I'm a big nerd. A really big nerd. I'm nerdy in many, many ways, and one of those ways is Sci Fi. I think it might be something I got from my dad (who, against my mother's wishes, let me watch Dr Who when I was 3 years old). My introduction to the web was actually mostly through Sci Fi (although back then it was the Sci Fi/Fantasy Media Forum on Compuserve, specifically the Star Wars section), before I caught the Babylon 5 bug.

The B5 bug was a serious one, and it got so bad I even went to a convention (and the internet is so fantastic that not only are there still convention reports from people I was there with hanging around, but there's also an entire Wolf 359 photo set on flickr).

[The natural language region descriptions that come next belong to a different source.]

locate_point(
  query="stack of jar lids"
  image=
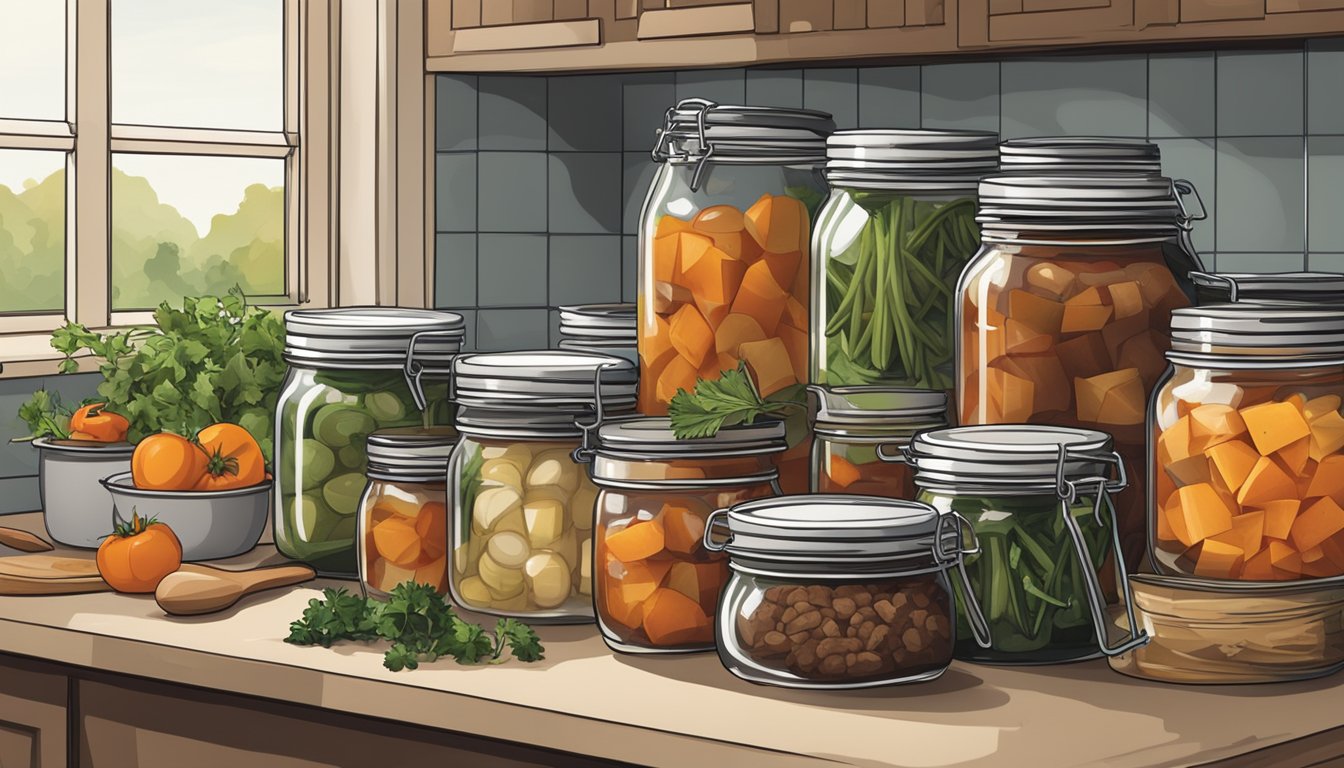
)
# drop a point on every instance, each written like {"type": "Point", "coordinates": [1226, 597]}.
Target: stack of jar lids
{"type": "Point", "coordinates": [372, 336]}
{"type": "Point", "coordinates": [1067, 202]}
{"type": "Point", "coordinates": [1303, 287]}
{"type": "Point", "coordinates": [410, 453]}
{"type": "Point", "coordinates": [742, 133]}
{"type": "Point", "coordinates": [918, 160]}
{"type": "Point", "coordinates": [604, 328]}
{"type": "Point", "coordinates": [1257, 335]}
{"type": "Point", "coordinates": [878, 412]}
{"type": "Point", "coordinates": [1079, 155]}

But B5 ended, and the bug faded, and other things took over - most notably West Wing, which I love with a passion beyond reason, and have rewatched in its entirety several times - but I still needed some good hard Sci Fi satisfaction (which sounds a lot dirtier written down than it did in my head).

Then along came Battlestar Galactica and blew my mind. I remember watching the Mini Series on Sky One, and then watching the repeat. I still deeply appreciate the gift of the Season 1 and Mini Series DVDs, at a time in my life when things were really shitty. I've held on through ups and downs through this show (and my life) and I'm both sad that its ending and eagerly waiting to see how it ends.

After more than two years of protesting that he didn't like the shaky camera work, I finally persuaded the HFBB to give it another try, and apparently, a 42" telly makes all the difference, and he loves it. We've been gulping it down in multi-episode chunks, seemingly unable to stop mid-disc, and have caught up to the last few episodes of Season 3.

I wanted to wait to watch the second half of Season 4 with him for the first time, but I just couldn't. With the advent of twitter, it's almost impossible to stay spoiler free, and I'd rather re-watch it with him and try not to give the game away than be spoiled myself.

I'm just about to watch Episode 19 of Season 4, and the final episode is shown tomorrow night in the US, and Tuesday in the UK, so in case I'm too depressed by the end and forget to say it out loud...

Farewell BSG. It's been frakking awesome.